Topic 6: Cell cycle and cancer Flashcards
Describe the general outline of different phases of an eurkaryotic cell
G0: Inactive stage, not actively preparing to divide
G1: Cell content replication
S: DNA replication, each chromosome is replicated
G2: Double check and repair
M: Mitosis occurs, 2 identical daughter cells are produced
What are the conseuences of loss on control of cell cycle
Uncontrolled cell division, growth of tumours, cancer
What are some exogenous and endogenous factors that can cause DNA damage?
Exogenous: Ionising radiation, alkylating agents( prevents double helix strand bonds), mutagenic chemicals, anit-cancer drugs, free radicals
Endogenous: mismatch of DNA bases
Give examples of types of DNA damage
Single strand, double strand breaks, deamination, mismatches, pyrimidine dimer etc
Describe what is meant by replication stress
Inefficient replication that leads to replication fork slowing, stalling or breakage, which may lead to mismatching of base pairs
Outline and explain how fork slippages cause mutations
Fork slippages can lead to repetitive DNA sequences, which willl affect the folding of proteins etc, there will be gain or loss of functions, creating mutations
Describe DNA damage response
Body sends signal, received by sensor. Pathways engaged, transducers use effectors to repair damage. Repair is usually stopping replication process, cell death, transcription, or DNA repair
Compare and describe single strands break repair vs double strand repair mechanisms
Single strand break repair:
1. Base excision repair= due to deamination, wrong base matching, base removed, correct base attached by DNA polymerase and ligase
2. Nucleotide excision repair: due to UV radiation, thymine dimer and surrounding DNA removed by enzymes, replacement attached by DNA polymerase and ligase
3. Mismatch repair: mispaired nucleotide and neighbours are removed, replacement attached by DNA polymerase and ligase
Double strand break repair:
1. Non-homologous end joining: broken ends bound by protein, repaired by ligase, new DNA not an eact copy of original piece, function will change
2. Homology- directed repair: DNA either side of break is resected by protein. Other complexes attach with DNA, complimentary strand to the 3’ single strand is made.

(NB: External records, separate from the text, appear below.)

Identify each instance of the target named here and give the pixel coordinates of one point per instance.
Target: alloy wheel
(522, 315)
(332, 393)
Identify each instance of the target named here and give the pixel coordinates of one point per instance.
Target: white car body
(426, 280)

What are the consequences of error prone double strand repair?
Double strand repairs results in mutations of DNA as the new copy is not exactly the same as the orginal. This sets of a chain of mutations which accumulate over time until a threshold is passed, causing cancer
What is tumour heterogeneity and cancer evolution?

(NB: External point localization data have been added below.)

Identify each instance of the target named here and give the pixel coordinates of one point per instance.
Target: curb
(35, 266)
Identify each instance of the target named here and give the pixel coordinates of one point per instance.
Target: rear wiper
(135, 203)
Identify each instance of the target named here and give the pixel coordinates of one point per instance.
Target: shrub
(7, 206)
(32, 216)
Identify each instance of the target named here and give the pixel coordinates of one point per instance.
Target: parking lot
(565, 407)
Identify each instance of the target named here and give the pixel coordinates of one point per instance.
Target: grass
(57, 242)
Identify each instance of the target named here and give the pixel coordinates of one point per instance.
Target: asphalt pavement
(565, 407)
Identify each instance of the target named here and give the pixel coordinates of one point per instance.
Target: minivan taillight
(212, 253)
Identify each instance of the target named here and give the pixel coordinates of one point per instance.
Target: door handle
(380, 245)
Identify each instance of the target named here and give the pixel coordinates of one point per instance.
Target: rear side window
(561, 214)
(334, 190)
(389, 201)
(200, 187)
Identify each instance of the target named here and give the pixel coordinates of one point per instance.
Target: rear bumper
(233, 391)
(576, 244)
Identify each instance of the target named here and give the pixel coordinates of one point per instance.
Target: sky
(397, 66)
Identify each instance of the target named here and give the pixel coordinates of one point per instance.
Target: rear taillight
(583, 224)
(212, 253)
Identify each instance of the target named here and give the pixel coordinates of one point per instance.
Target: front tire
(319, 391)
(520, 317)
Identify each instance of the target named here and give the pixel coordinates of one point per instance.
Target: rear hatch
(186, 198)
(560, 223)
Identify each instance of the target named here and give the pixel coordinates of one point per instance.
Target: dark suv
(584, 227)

Tumour heterogeneity is when the genotype or phenotype of patient changes due to diverse environmental factors or genetic change. Cancer evolution. Intertumour heterogeneity is interactions of the different subclones in a tumour while intratumour is looking at 1 specific subclone in a tumour. Cancer evolution: as the tumour grows, the sub clones continue to mutate further are subjected to pressure from the environment over time and proliferates to generate a highly complex cancer.

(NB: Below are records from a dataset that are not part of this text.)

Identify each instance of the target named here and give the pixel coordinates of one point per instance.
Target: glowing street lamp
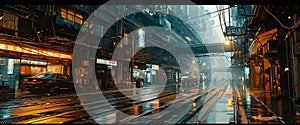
(227, 42)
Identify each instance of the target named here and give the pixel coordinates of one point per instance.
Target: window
(78, 18)
(71, 15)
(63, 13)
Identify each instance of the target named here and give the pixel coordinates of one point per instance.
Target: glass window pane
(71, 15)
(63, 13)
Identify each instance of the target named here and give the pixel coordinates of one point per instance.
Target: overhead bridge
(211, 48)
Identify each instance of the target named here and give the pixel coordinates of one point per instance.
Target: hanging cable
(220, 20)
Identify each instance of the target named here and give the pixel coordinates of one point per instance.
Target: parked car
(48, 83)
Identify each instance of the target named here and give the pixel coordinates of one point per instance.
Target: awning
(261, 40)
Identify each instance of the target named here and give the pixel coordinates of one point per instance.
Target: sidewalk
(272, 109)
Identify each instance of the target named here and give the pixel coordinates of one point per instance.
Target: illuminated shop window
(79, 18)
(71, 15)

Describe the relationship between mutations, DNA repair and cancer
DNA can be damaged by endogenous( free radicals) or exogenous agent. DNA breaks can be single or double stranded, and can be repaired with specific mechanisms. DNA repair defects however, can lead to many types of cancer. Understanding the redundancy in DNA repair mechanisms can be used as a basis for cancer therapy.
What is a synthetic lethality strategy?
Using redundancy in genetic pathways so drugs can only target cancer cells. Drug stops gene A from working properly. Usually gene B will compensate, but since B is a mutated cancer cell that has lost its function, it will not compensate. Therefore since A+B are not working, the cell will die.